High-income brackets should not be receiving tax increases, as the majority of these people are small business owners, producing 70 percent of all new jobs, according to Moore.

He referred to small business owners as “the backbone of the economy.”

Being an advocate for free enterprise, Moore called it “frightening” that the top 10 percent of earners are paying 67 percent of the income tax, and found it equally frightening that 45 percent of Americans who filled out tax forms actually did not pay anything.

“The problem with non-tax payers is that government becomes free to them, and they expect more from the government for nothing,” Moore said.

As a solution, Moore proposed a flat tax rate of 18 percent for everyone, with no special interest and no deductions. By a show of hands, over half the audience supported his proposal.
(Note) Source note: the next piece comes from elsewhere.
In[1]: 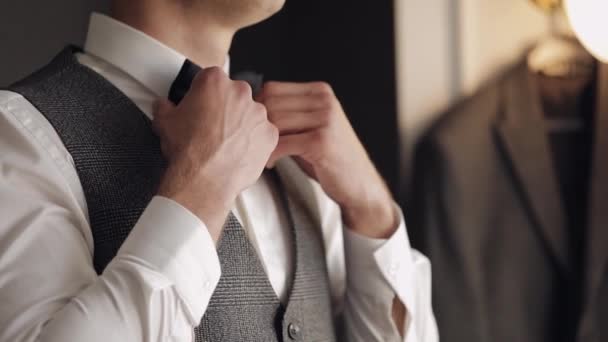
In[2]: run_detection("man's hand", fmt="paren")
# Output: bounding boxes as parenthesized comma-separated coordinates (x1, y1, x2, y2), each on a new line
(154, 67, 279, 242)
(259, 81, 397, 239)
Another solution he proposed, which gained about a quarter of the audience’s approval, was the fair tax proposal to abolish income and federal tax all together and add 20 percent to the national sales tax.

When Moore asked the audience if anyone was in support of the tax system as it is, no one responded.
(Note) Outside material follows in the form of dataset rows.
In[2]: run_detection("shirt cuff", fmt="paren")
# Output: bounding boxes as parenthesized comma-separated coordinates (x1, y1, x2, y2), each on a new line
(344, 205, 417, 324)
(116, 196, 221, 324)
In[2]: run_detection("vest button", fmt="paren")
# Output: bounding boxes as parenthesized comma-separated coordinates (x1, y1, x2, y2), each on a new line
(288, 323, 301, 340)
Four other panelists spoke after Moore on different effects of the Illinois economic situation.

Addressing the problem of creating new jobs was Bruce Rauner, the Principal of GTCR, LLC, a Chicago-based private equity firm.
Rauner called the state of Illinois “hostile to business,” and claimed the fundamental problem is that businesses are viewed as a “piggy bank to be broken into and taken from.”
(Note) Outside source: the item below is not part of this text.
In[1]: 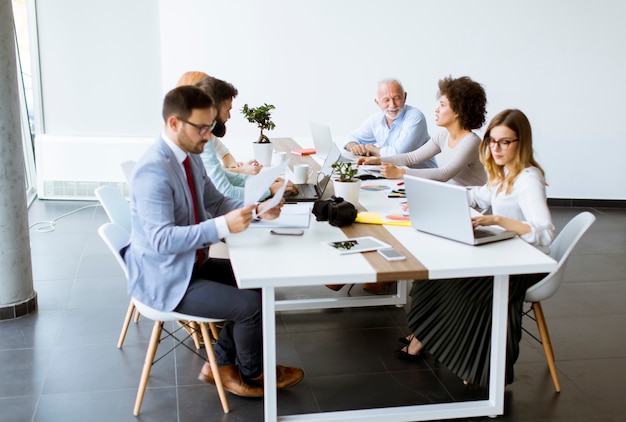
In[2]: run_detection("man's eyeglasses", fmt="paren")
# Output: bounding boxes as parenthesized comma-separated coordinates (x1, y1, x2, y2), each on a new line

Panelist Marc Levine, a budget and pension expert, spoke on the topic of the national pension problem.

Levine claimed the source of the pension problem is that salaries in Illinois are too high. His proposal was to eliminate the pension system entirely.

The final panelist speaker, Kristina Rasmussen, Executive Vice President of the Illinois Policy Institute, denounced Governor Pat Quinn’s income tax hike.

In an average American’s workday at an average salary, about 60 minutes of money earned goes toward taxes, and this, she claims, is enough.

Rasmussen proposed a repeal to the tax hike and urged the audience to vote in support of the repeal.

In conclusion to the panelists’ speeches, Stephen Moore was re-introduced for final statements.

Moore called the 2009 stimulus package a “failure,” as national unemployment rates were 7.8 percent before the stimulus passed and are currently 9.1 percent, according to the Bureau of Labor Statistics.

“The United States has been the richest in the past because of free enterprise,” Moore concluded. “Once we reform this system, we will see the biggest economic boom in American history.”

0 Comments

  1. It would be nice if Olivet showed some academic fairness and also brought in those who support raising taxes and providing stimulus to boost the economy in order to have an open and honest debate. Unfortunately, Olivet isn’t known for its balance of viewpoints.